テンリュウカナモドキは外見はオオカナワラビに似ていますが、葉はオオカナワラビよりも硬め、胞子のう群は中肋と辺縁の中間生。
オニヤブソテツとヒメオニヤブソテツ ヤブソテツの仲間
山側から海岸方面に向かって歩いていくとはじめはテリハヤブソテツやナガバヤブソテツやが見られました。海岸線周辺ではほとんどがオニヤブソテツとヒメオニヤブソテツになります。ちょうど新芽の芽立ちの時期でナガバヤブソテツの新芽には微毛が見られ、オニヤブソテツには微毛が無く、両者の区別は明瞭でした。

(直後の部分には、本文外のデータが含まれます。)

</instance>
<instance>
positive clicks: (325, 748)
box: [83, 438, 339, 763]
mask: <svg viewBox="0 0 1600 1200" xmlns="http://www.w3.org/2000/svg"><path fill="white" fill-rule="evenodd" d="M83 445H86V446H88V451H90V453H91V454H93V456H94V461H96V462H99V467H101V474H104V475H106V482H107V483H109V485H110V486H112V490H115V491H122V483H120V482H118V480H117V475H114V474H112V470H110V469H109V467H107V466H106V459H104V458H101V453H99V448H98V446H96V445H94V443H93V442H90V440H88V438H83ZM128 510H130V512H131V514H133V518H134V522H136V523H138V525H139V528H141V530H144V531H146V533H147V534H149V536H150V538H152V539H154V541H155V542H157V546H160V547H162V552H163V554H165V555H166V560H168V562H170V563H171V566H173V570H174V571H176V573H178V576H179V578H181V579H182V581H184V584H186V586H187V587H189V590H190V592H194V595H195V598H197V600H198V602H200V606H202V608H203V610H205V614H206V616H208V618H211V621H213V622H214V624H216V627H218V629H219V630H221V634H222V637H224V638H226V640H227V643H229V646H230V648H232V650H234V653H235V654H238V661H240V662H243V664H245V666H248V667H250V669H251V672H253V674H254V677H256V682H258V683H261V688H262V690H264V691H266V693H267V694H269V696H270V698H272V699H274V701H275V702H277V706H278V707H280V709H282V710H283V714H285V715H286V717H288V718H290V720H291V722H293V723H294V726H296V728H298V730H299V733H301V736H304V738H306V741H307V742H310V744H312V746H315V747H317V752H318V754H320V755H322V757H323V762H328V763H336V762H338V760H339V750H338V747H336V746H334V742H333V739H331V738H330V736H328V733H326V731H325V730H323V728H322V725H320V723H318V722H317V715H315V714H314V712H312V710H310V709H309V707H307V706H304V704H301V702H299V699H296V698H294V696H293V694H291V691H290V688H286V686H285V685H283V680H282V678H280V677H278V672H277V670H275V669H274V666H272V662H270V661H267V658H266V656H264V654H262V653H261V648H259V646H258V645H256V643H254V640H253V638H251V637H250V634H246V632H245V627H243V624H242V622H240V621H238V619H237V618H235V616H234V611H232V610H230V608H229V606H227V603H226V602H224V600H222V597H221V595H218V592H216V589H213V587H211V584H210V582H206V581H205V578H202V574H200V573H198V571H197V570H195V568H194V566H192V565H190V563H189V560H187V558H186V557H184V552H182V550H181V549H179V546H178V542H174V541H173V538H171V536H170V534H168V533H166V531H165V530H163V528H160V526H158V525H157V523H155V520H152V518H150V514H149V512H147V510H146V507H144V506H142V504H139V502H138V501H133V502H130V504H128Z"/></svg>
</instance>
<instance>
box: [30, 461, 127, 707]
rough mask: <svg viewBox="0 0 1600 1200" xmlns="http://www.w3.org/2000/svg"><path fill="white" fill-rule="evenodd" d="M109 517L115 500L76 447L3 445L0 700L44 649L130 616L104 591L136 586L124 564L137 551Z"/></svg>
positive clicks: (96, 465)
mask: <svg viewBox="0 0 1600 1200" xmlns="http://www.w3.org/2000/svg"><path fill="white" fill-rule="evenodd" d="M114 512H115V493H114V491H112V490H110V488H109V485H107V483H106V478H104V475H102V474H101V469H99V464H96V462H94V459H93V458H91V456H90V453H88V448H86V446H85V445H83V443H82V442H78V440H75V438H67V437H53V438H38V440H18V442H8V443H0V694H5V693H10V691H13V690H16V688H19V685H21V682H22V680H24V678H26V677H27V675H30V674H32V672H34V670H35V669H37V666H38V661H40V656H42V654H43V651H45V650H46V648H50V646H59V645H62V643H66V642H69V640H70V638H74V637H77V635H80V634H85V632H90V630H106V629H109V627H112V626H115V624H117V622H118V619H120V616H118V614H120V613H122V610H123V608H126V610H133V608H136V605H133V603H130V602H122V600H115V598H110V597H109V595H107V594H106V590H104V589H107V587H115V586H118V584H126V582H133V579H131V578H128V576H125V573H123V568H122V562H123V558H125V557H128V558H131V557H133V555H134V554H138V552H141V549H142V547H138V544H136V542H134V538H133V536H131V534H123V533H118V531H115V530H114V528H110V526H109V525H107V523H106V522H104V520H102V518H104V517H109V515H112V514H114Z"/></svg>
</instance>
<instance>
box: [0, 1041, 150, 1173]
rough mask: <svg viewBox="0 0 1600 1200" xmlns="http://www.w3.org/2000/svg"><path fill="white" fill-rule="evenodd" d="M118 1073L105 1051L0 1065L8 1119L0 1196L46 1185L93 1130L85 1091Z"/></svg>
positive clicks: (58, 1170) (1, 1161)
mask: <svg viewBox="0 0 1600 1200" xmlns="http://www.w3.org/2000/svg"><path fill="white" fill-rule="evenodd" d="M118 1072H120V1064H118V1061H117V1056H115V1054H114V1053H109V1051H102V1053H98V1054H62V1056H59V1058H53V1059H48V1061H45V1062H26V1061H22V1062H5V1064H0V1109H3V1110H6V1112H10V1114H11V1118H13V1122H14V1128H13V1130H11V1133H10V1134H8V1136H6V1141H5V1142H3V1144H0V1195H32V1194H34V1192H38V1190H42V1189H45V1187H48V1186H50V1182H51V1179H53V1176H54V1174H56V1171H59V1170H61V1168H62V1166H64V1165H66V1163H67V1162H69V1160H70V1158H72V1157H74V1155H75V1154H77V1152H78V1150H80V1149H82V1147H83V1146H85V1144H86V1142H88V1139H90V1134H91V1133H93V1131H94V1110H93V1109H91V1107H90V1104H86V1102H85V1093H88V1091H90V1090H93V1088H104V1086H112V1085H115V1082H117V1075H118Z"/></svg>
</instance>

典型的なヒメオニヤブソテツは植物体が小さく葉身は8~15㎝程度です。葉は非常に厚く、羽片も5~6対程度、海に面した水しぶきがかかりそうな切り立った岩場に着生しています。同じ岩壁の上部の草付き付近ではオニヤブソテツが生育しています。ところが、中間地帯にはオニヤブソテツかヒメオニヤブソテツどちらかに態度を決めかねる、形態も中間の個体が見られ、両者の雑種なのか、栄養や生育環境の違いによるものなのか、明瞭に区別することができませんでした。
常緑のハシゴシダ
丘陵地の稜線部や乾燥気味の林床ではハシゴシダが見られました。ハシゴシダは県内では普通夏緑性になることが多いですが神奈川県西部海岸周辺の森では場所にもよりますが常緑性のシダのようにふるまう個体も見られました。
クジャクフモトシダ フモトシダの仲間
神奈川県西部海岸周辺ではフモトシダは優勢でよく見られました。クジャクフモトシダは5~10株程度の小さな群落が2~3か所見られました。最初はフモトカグマかと思いましたが、同行の方から最下羽片が最大であることを指摘されてはじめて気づきました。クジャクフモトシダはフモトシダとイシカグマの雑種と推定されています。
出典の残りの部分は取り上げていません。